Xarray engine: temporal options

We can convert a GRIB fieldlist to Xarray with to_xarray(). This notebook discusses the temporal options used by this method.

First, we get some forecast GRIB data defined on pressure levels and read it into a GRIB fieldlist.

[1]:
import earthkit.data as ekd
ds_fl = ekd.from_source("sample", "pl.grib")

Temporal dimensions

The temporal dimensions are based on the dim_roles and time_dim_mode options. The dim_roles are a mapping between predefined dimension roles and metadata keys used to build the given dimensions.

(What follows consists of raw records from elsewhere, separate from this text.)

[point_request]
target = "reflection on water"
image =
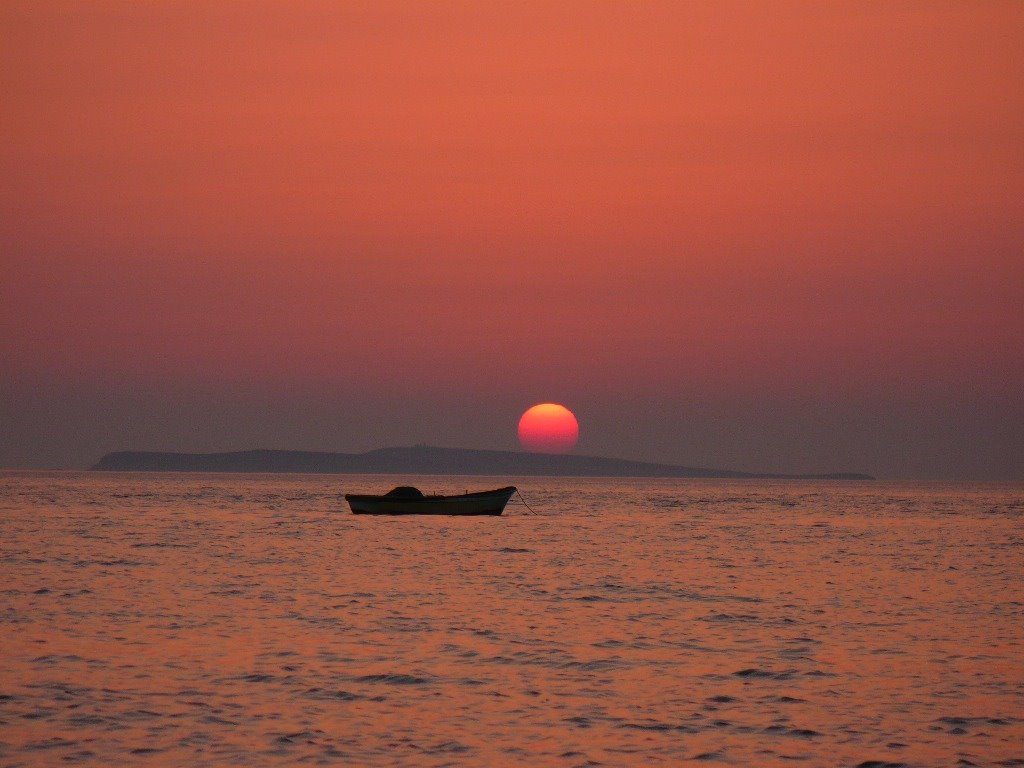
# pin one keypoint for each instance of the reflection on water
(216, 620)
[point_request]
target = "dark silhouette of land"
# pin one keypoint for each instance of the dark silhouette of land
(424, 460)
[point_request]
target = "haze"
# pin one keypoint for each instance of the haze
(760, 237)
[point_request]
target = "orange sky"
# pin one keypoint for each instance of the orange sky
(675, 204)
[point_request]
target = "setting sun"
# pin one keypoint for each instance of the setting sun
(548, 428)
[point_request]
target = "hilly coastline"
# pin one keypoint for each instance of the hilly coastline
(424, 460)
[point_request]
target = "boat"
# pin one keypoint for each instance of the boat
(407, 500)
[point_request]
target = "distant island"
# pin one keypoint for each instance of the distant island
(425, 460)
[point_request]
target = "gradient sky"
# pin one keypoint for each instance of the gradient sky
(747, 235)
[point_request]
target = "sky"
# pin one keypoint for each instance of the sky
(757, 236)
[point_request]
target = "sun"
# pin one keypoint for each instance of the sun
(548, 428)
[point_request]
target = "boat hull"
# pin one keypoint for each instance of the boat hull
(467, 505)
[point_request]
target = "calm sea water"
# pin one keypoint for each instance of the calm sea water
(240, 620)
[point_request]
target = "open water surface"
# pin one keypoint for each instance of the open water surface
(167, 620)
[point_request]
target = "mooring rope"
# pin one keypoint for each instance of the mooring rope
(519, 494)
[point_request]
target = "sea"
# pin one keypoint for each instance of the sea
(206, 620)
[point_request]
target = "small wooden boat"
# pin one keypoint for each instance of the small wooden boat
(406, 500)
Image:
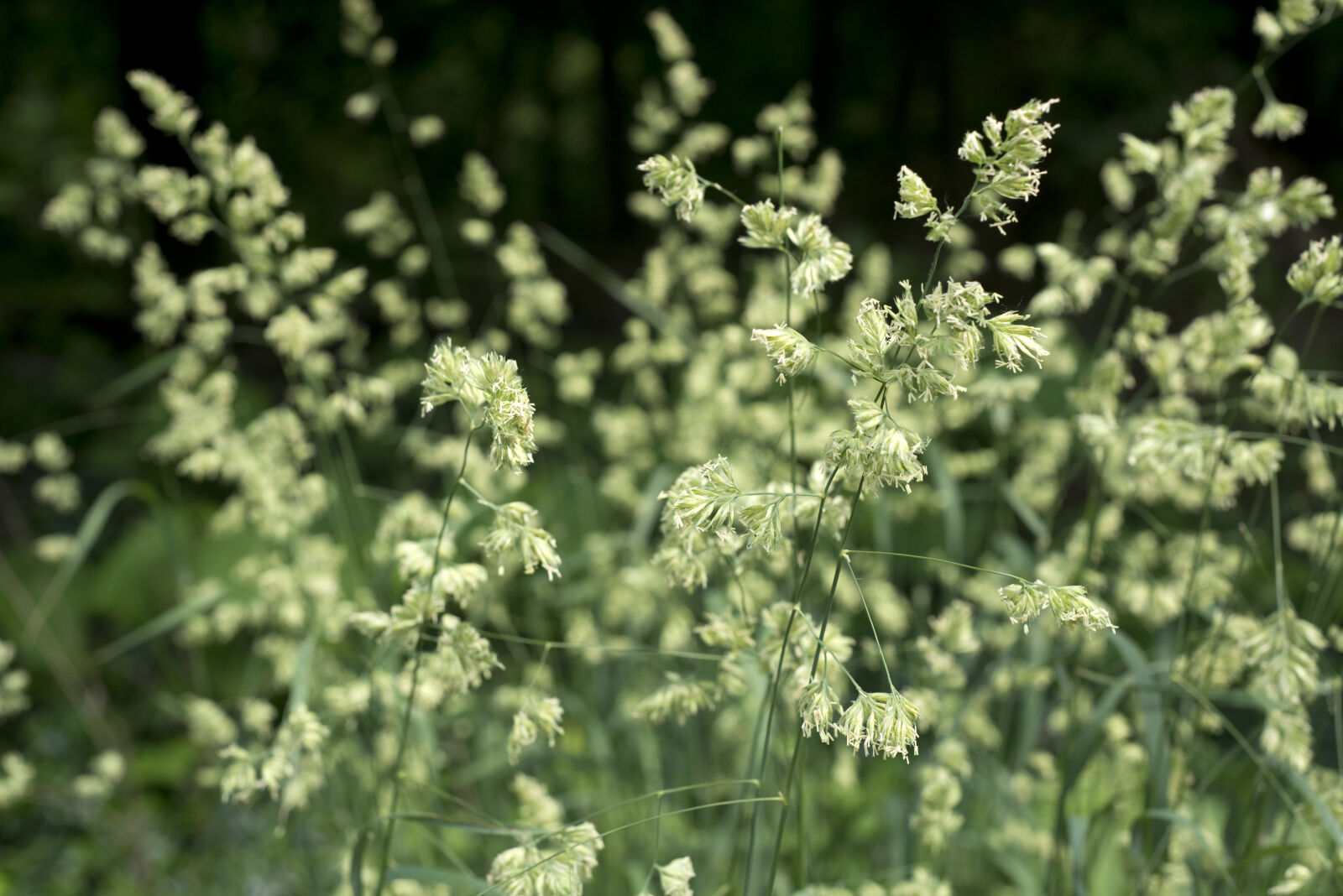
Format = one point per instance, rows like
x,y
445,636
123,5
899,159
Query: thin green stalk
x,y
816,662
403,735
413,181
778,674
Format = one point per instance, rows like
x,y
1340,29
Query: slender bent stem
x,y
413,181
778,672
410,698
816,662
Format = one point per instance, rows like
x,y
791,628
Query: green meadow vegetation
x,y
1016,569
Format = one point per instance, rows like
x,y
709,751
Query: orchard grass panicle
x,y
786,495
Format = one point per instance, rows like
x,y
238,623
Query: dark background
x,y
547,90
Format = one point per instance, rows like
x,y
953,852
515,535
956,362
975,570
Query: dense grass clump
x,y
828,575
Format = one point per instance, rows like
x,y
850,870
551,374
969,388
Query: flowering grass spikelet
x,y
1069,604
1013,340
1006,159
676,876
514,533
676,180
880,723
823,258
766,227
789,349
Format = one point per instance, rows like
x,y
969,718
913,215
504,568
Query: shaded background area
x,y
547,90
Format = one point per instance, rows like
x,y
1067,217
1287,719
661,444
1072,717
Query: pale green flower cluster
x,y
557,862
1150,461
492,393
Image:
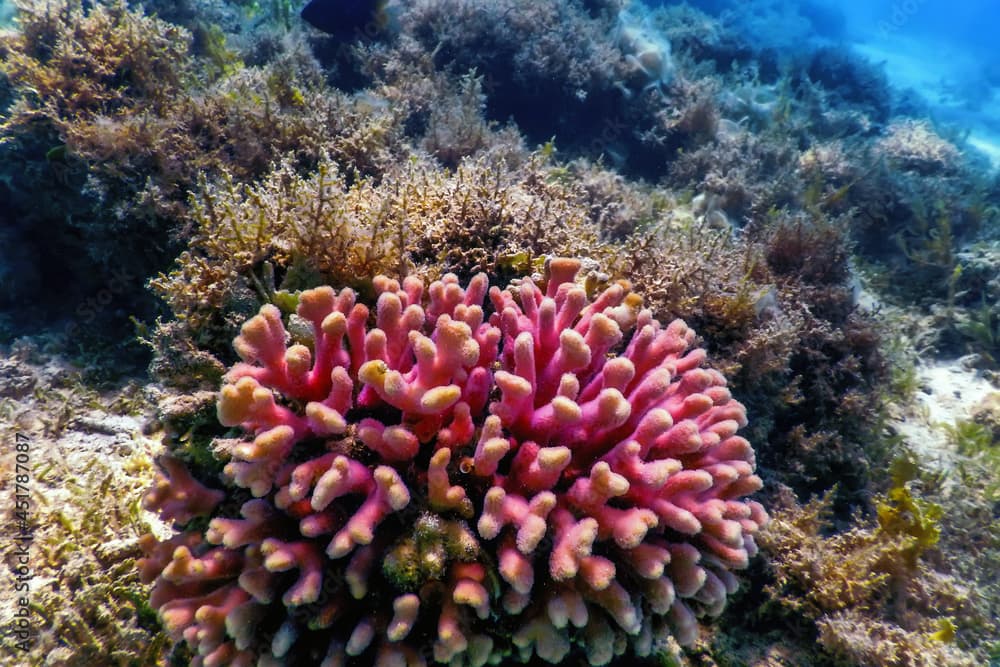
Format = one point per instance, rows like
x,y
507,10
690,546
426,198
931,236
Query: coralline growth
x,y
456,487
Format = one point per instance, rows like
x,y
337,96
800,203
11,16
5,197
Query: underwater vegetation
x,y
397,464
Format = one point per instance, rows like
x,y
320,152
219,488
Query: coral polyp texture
x,y
428,484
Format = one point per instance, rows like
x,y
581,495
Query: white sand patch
x,y
949,392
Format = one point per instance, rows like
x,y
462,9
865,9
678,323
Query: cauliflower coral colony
x,y
430,485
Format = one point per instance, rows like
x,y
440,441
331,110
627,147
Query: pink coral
x,y
560,476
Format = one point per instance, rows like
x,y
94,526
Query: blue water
x,y
945,51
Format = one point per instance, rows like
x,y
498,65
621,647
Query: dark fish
x,y
346,18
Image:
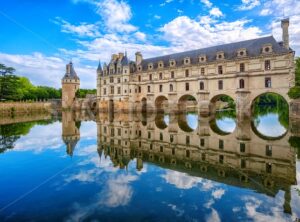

With regards to the temporal structure the following roles are involved:

  • “date”: metadata key interpreted as date part of the “forecast_reference_time”. By default, mapped to the “date” key.

  • “time”: metadata key interpreted as time part of the “forecast_reference_time”. By default, mapped to the “time” key.

  • “step”: metadata key interpreted as the forecast step. By default, mapped to the “step_timedelta” metadata key that is built from the “endStep” key.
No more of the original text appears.